Pharrell Williams, il re Mida che sposa Hollywood e pop

Produttore e cantante, ha perso l'Oscar ma da anni domina le classifiche mondiali. Ha rilanciato Britney e Madonna, canta con Daft Punk e il suo idolo è Jackson

Tanto lui c'è. Ovunque. E comunque. Alla cerimonia degli Oscar è arrivato - stiamo parlando di sua maestà Pharrell Williams - con uno smoking «pinocchietto», ossia con i pantaloni stile bermuda. Orrore. E in classifica arriva proprio in questi giorni con un disco che si intitola G I R L (scritto così altrimenti s'arrabbia) e srotola un parterre di ospiti che tutte le altre popstar se lo sognano: Alicia Keys, Justin Timberlake, Miley Cyrus, Daft Punk e pure la resuscitata figlia di Ozzy, Kelly Osbourne, che, ironia della sorte, canta nel primo brano Marilyn Monroe.

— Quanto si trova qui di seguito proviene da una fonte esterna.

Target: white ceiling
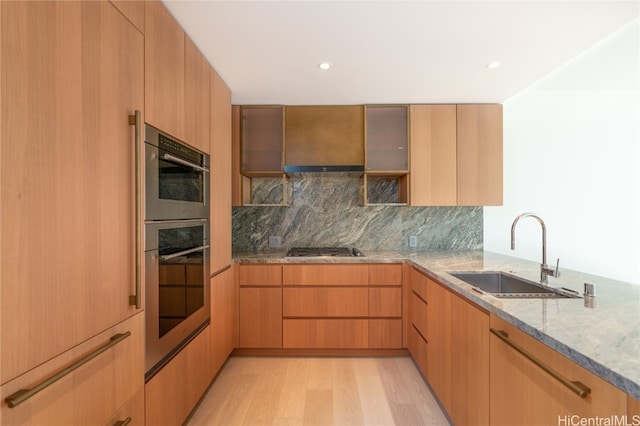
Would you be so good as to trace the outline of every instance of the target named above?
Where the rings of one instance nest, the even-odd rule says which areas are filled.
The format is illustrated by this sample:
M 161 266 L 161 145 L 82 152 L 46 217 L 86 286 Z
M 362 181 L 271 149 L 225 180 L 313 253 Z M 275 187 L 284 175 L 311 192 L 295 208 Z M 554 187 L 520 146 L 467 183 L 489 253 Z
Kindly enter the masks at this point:
M 638 1 L 163 2 L 234 104 L 502 103 L 640 13 Z

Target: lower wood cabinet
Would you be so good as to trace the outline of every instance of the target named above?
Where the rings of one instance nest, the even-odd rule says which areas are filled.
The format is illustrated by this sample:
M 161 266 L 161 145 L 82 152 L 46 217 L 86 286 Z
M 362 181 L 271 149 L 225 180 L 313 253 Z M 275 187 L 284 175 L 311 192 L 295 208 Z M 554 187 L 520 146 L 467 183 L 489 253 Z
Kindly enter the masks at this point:
M 494 315 L 491 330 L 492 425 L 577 424 L 571 423 L 572 416 L 594 419 L 627 414 L 627 395 L 615 386 Z M 584 397 L 574 393 L 512 345 L 590 392 Z
M 282 348 L 282 265 L 238 266 L 238 347 Z
M 129 421 L 129 423 L 126 423 Z M 120 423 L 119 423 L 120 422 Z M 103 423 L 103 426 L 144 426 L 144 387 L 129 399 L 120 409 Z
M 282 288 L 240 287 L 240 347 L 282 347 Z
M 283 347 L 400 349 L 401 264 L 283 266 Z
M 235 345 L 237 318 L 233 268 L 211 278 L 211 375 L 215 376 Z
M 489 314 L 413 268 L 407 287 L 417 367 L 456 425 L 489 424 Z
M 143 330 L 144 314 L 139 313 L 2 385 L 0 423 L 101 425 L 110 418 L 131 417 L 131 424 L 144 424 L 144 401 L 137 396 L 144 388 Z M 7 397 L 34 388 L 105 346 L 95 358 L 9 408 Z
M 427 280 L 427 379 L 440 403 L 451 415 L 451 292 Z
M 627 395 L 627 423 L 640 424 L 640 400 Z
M 400 349 L 401 264 L 238 266 L 240 348 Z
M 489 314 L 451 297 L 451 405 L 456 425 L 489 423 Z
M 145 385 L 146 424 L 182 424 L 211 383 L 207 326 Z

Tutti lo vogliono. Tutti lo riveriscono.

Di certo Pharrell Williams, classe 1973, nato a Virginia Beach a un metro dall'Oceano Atlantico e meglio conosciuto dai suoi compagni della Princess Anne High School come Skateboard P, ossia il piccoletto scatenato che se non surfava allora skateava, nella sua vita ha voluto solo questo: diventare tutto. Adesso è ben oltre la metà dell'opera. Andiamo per ordine. Produttore discografico (cento milioni di dischi venduti, sette Grammy vinti). Polistrumentista (percussioni, tastiera, chitarra). Cantante non troppo dotato. Fondatore di marchi musicali(i NERD sono musicisti, i Neptunes sono produttori, e che produttori: chiedete a P.Diddy, Kid Rock e Mary J Blige). E di case di moda (Delle due che ha creato, una piacerebbe a Briatore: Billionaire Boys Club). È anche un curioso inventore di nomi per figli: il suo si chiama Rocket Man, ebbene sì, e lo ha concepito con la sua fidanzata storica, la modella Helen Lasichanh, che è più giovane e più alta di lui. Inoltre, se gli va, recita (in due film e nella serie tv 90210). Altrimenti risolve i guai musicali altrui. Tanto che Billboard lo incoronava come più grande produttore del decennio 2000-2010, lui ha collaborato, scritto, cantato e suonato per una tale quantità di artisti che al confronto il Live Aid sembra una sagra di paese. In ordine di apparizione (e senza elencarli tutti): Kelis, Britney Spears (I'm a slave 4 U del 2001 è stato il suo primo numero 1 mondiale), Jay Z, Justin Timberlake, Gwen Stefani, Kanye West, Rolling Stones, Madonna (il cd Hard candy ha praticamente la sua firma), The Roots, Beyoncé, Maroon 5, Shakira, Jennifer Lopez, Mika, Frank Ocean, Robin Ticke (canta in Blurred lines) e soprattutto Daft Punk per i quali ha cantato Get Lucky e Lose yourself to dance, cioè i due più grandi successi del loro ultimo disco che è stato il più grande successo del 2013: Random Access Memories. C'è stato un momento, giusto qualche mese fa, nel quale Pharrell Williams era la voce dei singoli al primo e al secondo posto della classifica americana (Blurred lines e Get lucky). Di più è praticamente impossibile.

Bene, bravo, bis.

Ma perché Pharrell Williams è ormai diventato un brand? È furbo, curioso e instancabile. Mescola la lezione del funk coraggioso di George Clinton con le intuizioni hip hop di Timbaland e Dr Dre senza aver paura di contaminarsi con l'elettronica, i suoni mediorientali, i ritmi africani. E evita l'integralismo sonoro neppure fosse la peste.

E bravo Pharrell.

Dopo aver partecipato alla colonna sonora di Cattivissimo me, ha accettato il bis per Cattivissimo me 2, uscito a fine 2013, pubblicando il brano Happy, forse in questo momento il più trasmesso al mondo (ed è compreso nel disco G I R L). Per farlo conoscere, si è inventato un video lungo 24 ore, al quale partecipano, tra gli altri, anche Jamie Foxx, Magic Johnson, Steve Martin, Janelle Monáe e Miranda Cosgrove. Boom.

E forse è anche il brano che più lo rappresenta: una via di mezzo tra ciò che piaceva a Michael Jackson (il suo idolo) e ciò che vorrebbe cantare Prince (il suo modello). Perciò, anche se vestito da far inorridire Valentino, Pharrell Williams è l'uomo del momento: fa sembrare nuove intuizioni del passato e, per di più, è così inarrestabile che manco ce ne accorgiamo.